How software systems learn

As part of our weekly tech meeting, we recently watched the first episode of Stewart Brand’s series How Buildings Learn, as a way to prompt discussion on what it means for software systems to be “liveable”.

Flexible foundations

So, buildings, like software systems, have parts that are more or less changeable. For example, as buildings have relatively fixed structures like foundations, or load bearing walls, software has storage systems like databases, or deployment infrastructures like server farms.

Conversely, there are parts that can (and do) change more frequently, such as furniture arrangements, decorations such as wall hangings or seasonal items, just as software has the implementations of it’s internal modules, or front-end designs. Or even just how people will make use of the structures presented.

For example, software that tends to form ecosystems like Emacs, the Bourne shells or Kubernetes tend to provide a kind of platform, or enough core functionality and extensibility that they’re easily customisable to how the user wants to use the system, such as defining keyboard macros or modes in Emacs, or customising shell prompts.

They can also be built on top of to create such things as the Gnus email client, or ad-hoc processing tools (e.g.: Doug McIlroy’s word count program).

Kubernetes is another good example of a system that can organised and modified to suit it’s users needs. The user specifies how their software can be deployed in terms of declarative resources, such as a deployment of a set of containers, persistent volumes and claims for storage, and services that provide a uniform way for services to find each-other.

It also provides easy extensibility so custom resources can manage third party resources, or operators can be used to provide higher level software abstractions over stateful services.

When you compare this to systems that use docker-compose files based around the container as primary abstraction, additional functionality like service discovery or storage can feel like a second class citizen, and can make it more difficult to manage a cluster of stateful services.

Applications as items in place

As systems go, applications typically seem to behave more like furniture than a building; at least from the point of view of someone who mainly deals with infrastructure concerns. For one, rather than being designed and then built in place, they’re typically built on a developers workstation, and then deployed into a staging and then production environments.

Given that it’s often difficult to replicate a production environment on a workstation (although systems like minikube can help), and that production environments can involve more moving parts and indirection (e.g.: packaging an an application into a docker image before it can be spun up by Kubernetes) this can often add overhead to the development workflow that prolongs the cycle time, and makes development less comfortable.

After all, no matter how useful it is to visit the building site and understand how the buildings are assembled, an architect typically doesn’t spend their drawing and thinking time on site, as the noise and other activity can provide unwanted distractions. In the same way, furniture designers won’t need to spend all of their time in the home where it is to be used.

However, for an application that has a lot of dependencies on it’s environment (e.g.: uses multiple external services that don’t have stubs), attempting to replicate production locally may seem like the only choice.

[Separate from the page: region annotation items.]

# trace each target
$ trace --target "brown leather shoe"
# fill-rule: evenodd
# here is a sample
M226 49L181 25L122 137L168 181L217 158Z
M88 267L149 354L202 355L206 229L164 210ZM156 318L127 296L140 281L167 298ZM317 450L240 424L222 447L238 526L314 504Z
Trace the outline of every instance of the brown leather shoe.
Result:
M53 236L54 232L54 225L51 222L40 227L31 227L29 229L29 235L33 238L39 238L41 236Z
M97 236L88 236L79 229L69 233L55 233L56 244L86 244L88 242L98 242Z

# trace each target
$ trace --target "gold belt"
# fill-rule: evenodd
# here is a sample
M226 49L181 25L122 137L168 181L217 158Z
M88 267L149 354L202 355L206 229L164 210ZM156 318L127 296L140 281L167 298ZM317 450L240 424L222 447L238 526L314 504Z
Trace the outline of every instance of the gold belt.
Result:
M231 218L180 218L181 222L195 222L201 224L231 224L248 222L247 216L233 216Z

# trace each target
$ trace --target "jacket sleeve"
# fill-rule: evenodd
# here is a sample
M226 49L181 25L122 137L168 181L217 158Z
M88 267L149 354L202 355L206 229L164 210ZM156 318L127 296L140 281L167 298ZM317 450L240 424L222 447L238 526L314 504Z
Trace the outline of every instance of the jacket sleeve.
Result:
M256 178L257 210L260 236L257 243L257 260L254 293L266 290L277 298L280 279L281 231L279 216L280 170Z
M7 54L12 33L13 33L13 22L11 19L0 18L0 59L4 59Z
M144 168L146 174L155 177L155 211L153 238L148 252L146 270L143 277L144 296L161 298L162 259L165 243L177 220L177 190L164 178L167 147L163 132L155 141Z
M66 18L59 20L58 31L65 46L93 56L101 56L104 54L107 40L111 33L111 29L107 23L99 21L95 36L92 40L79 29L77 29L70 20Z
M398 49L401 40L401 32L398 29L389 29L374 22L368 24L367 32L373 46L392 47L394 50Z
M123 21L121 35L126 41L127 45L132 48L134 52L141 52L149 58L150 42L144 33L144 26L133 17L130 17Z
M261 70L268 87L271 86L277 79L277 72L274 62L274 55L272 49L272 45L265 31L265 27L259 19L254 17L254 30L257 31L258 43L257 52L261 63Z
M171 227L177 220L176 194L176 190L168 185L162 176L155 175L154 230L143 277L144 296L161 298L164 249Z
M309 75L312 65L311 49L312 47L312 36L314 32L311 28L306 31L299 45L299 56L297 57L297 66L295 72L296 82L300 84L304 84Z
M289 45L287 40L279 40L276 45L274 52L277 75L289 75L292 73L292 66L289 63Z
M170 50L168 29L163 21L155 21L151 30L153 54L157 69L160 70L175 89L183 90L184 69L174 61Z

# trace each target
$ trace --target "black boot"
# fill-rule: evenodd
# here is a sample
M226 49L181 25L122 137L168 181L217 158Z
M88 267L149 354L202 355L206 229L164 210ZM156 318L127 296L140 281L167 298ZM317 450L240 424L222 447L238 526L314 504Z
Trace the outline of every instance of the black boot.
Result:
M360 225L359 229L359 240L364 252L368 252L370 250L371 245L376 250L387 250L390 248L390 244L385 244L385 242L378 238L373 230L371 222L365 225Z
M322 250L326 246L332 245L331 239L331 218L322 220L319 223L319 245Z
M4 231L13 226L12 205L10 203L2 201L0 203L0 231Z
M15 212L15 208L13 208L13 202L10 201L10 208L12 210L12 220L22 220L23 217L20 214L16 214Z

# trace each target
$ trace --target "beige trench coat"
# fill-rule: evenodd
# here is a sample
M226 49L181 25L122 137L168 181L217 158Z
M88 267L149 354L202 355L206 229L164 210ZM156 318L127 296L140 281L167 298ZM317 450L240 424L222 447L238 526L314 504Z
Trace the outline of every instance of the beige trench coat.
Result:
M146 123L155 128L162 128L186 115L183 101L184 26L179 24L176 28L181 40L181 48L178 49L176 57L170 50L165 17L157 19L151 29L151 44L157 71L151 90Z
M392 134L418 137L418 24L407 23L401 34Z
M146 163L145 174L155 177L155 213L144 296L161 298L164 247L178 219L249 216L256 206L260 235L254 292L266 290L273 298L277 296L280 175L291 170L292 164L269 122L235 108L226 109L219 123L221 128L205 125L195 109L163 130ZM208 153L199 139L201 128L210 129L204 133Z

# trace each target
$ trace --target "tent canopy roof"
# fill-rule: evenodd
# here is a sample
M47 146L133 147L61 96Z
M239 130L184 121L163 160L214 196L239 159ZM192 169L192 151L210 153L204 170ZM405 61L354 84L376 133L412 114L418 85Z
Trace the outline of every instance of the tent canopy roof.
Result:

However, experiencing the discomfort this brings can help to motivate solutions, by encouraging the decoupling of components, or by removing hard dependencies.

Grand, elegant but unusable designs

And just as how architects can be motivated to produce buildings that look glamorous and modern on the outside but don’t suit their purpose. One example Brand mentions is the French central library required so much re-work to mitigate the windows that trapped heat that would adversely affect the books, they had to save money by buying fewer books.

In the software space, this is reflected by developers building on the latest and greatest technology (e.g.: using Hadoop or Spark to process a few hundred Megabytes or even Gigabytes of data), which often delivers more value to their curriculum vitae than it does to the end customer.

There are also more subtle examples such as using Rails and in particular, ActiveRecord for applications with a relatively complex domain model. Whilst it’s perfectly possible to write high quality software using these, it’s easy to conflate your persistence mechanism with the application logic. So writing tests around that logic is made more difficult as they are implicitly coupled to the database, which will require it’s own setup and tear-down, and mechanisms to ensure tests do not interfere with each other.

These kind of systems can even seem great to work with for the first few days or even weeks of use, but often characteristics only emerge after they have been used in production for some time. If you’re used to building monolithic systems that are deployed onto a single machine, then having to account for the transient failures possible in dynamic systems like Kubernetes can come as quite a shock.

So, provisioning a volume via say, EBS may transiently fail, and sometimes the only way to fix that seems to be restart or replace the node. If you haven’t chosen a storage mechanism that uses replication to mitigate node failures, this will mean an outage for anything that depends directly or indirectly on that storage.

Ockham’s heuristic

So, what this means, is that we should all choose the right tool for the job. Whilst that’s easy to say, it comes with the vast pitfall that understanding the right tool for the job usually seems to come with experiences of using the wrong tool for the job. However, reductively, this comes down to Ockham’s razor, a heuristic stating that a model with fewest assumptions is probably the best one.

And in software, assumptions can range from coupling between components, or to the nature of the environment, or even development tooling. This isn’t to say that we should try to be strictly minimalist, just that we should ensure that we understand and even record the trade-offs we make when deciding how to create systems.